Вьюноша

Геннадий Руднев
Была такая игра в детстве: от разорванного рисунка человека или животного раздавали между играющими кусочки бумаги в клеточку, кому что достанется, и каждый из играющих на обратной стороне своего огрызка дорисовывал, на что это, как ему казалось, похоже. Потом поручали одному из игроков вновь сложить кусочки в рисунок с любой  стороны, тот складывал, как попало, и получались страшные и смешные вещи. Рука оказывалась ногой, нога – рукой, а голова – туловищем. Эдакие пазлы из бумажной расчленёнки. Поросята похожие на собак, лошади-рыбы, люди-звери… Зоопарк чудовищ!

Или нальют пустую бутылку из-под кефира водой почти до горлышка, бросят внутрь стеклянный пузырек, заполненный зелёнкой наполовину, заткнут его резиновой пробкой, натянут на бутылку воздушный шарик, привяжут покрепче нитками и давай на него нажимать, как на поршень. Пузырёк в воде тонет и всплывает туда-сюда, туда-сюда. Колотится, о дно стучит. Кто-нибудь так резко надавит, что хрупкий пузырек с силой стукнется о дно и расколется, а зелёнка окрасит изумрудными разводами воду. «Утопили водолаза, кровь ему пустили!» - все прыгают от удовольствия и радуются.

То есть как ни старались дети из детских представлений составить необычно-смешное, коллективно выходило обыкновенно-уродское. Лучше фантики бы собирали, марки какие-нибудь или этикетки от спичек…

Павлика подобные игрища не привлекали. Лет в десять он искал страхов не на бумаге, не в бутылке, а в других местах.

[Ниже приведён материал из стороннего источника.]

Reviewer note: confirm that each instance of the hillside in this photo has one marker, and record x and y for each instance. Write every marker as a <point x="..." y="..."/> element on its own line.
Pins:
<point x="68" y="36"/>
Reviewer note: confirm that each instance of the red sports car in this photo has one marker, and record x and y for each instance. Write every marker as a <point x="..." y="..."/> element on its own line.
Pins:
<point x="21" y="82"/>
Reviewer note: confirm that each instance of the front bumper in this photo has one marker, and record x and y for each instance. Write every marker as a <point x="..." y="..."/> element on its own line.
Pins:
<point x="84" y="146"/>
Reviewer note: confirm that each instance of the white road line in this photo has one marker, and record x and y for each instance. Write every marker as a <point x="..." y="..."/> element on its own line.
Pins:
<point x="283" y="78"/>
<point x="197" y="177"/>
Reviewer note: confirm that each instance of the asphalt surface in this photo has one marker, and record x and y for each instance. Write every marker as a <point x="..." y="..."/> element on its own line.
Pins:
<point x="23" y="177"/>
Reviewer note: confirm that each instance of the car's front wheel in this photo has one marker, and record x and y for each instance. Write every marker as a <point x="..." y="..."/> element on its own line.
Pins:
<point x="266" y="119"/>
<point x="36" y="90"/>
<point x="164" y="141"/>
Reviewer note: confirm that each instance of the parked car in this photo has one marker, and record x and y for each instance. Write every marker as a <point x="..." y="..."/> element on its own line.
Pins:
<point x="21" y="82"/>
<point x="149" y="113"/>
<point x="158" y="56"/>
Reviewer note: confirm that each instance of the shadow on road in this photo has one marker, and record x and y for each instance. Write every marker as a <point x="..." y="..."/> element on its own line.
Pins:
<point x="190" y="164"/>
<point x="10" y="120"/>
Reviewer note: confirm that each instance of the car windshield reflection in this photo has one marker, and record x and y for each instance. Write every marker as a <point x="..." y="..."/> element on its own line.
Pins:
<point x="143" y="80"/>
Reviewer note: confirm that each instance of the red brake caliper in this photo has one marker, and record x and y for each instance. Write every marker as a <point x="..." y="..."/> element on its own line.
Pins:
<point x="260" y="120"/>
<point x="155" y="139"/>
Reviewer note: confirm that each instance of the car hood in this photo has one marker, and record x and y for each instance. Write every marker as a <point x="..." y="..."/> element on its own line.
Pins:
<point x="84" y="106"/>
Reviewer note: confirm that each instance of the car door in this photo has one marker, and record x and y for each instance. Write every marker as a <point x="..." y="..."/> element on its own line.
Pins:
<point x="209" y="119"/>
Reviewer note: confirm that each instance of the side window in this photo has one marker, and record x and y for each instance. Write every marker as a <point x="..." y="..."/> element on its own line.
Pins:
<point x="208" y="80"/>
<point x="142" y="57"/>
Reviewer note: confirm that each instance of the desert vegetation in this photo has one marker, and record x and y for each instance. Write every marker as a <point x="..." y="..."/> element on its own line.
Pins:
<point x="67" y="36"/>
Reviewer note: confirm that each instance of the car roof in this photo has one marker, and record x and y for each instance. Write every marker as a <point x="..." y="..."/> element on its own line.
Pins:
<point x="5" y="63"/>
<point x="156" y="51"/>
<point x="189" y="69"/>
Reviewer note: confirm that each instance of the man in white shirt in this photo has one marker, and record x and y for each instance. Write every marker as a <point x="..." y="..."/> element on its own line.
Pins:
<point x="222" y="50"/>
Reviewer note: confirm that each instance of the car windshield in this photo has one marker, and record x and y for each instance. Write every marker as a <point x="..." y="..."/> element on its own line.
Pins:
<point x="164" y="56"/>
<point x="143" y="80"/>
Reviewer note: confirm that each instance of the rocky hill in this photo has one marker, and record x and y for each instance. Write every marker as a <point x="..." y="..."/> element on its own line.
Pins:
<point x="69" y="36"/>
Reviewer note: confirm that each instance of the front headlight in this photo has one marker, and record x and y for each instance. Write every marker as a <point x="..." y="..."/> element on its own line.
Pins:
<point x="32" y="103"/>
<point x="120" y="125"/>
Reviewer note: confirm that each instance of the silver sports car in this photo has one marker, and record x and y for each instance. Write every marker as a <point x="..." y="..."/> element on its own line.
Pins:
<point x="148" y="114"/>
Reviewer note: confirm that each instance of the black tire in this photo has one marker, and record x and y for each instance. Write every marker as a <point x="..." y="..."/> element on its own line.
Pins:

Залезть куда-нибудь в полуразрушенный подвал или старый погреб, в метровую трубу под шоссе или в колодец; подняться на тёмный старый чердак или ветхую заброшенную мансарду; спуститься в глубокий темный овраг рядом с кладбищем или пробраться на само кладбище, когда уже стемнеет, и поискать там светлячков, фосфоресцирующих загробным светом, - вот это зэкански!

Или рыбу ловить руками. Не пробовали?

Нужно найти подмоину под берегом реки, чтобы кусты или осока над ней нависали, а там, под корнями, летом, посреди жаркого дня, прячутся плотва, ельцы и голавли с язями. Павлик медленно, осторожно, запускал в такие подмоины руки, вслепую прощупывал корни, спутавшиеся в воде, и, затаив дыхание, находил среди них что-то шевелящееся. Чаще всего это оказывалось рыбой, но попадались и мерзкие лягушки, и кусачие раки, и гадкие водяные крысы.

Плотвичек и голавликов Паша засовывал в плавки, чтобы лишний раз не вылезать из воды, а экземпляры покрупнее просто выбрасывал на берег, чтобы потом с трудом найти их, снулых, в высокой прибрежной траве.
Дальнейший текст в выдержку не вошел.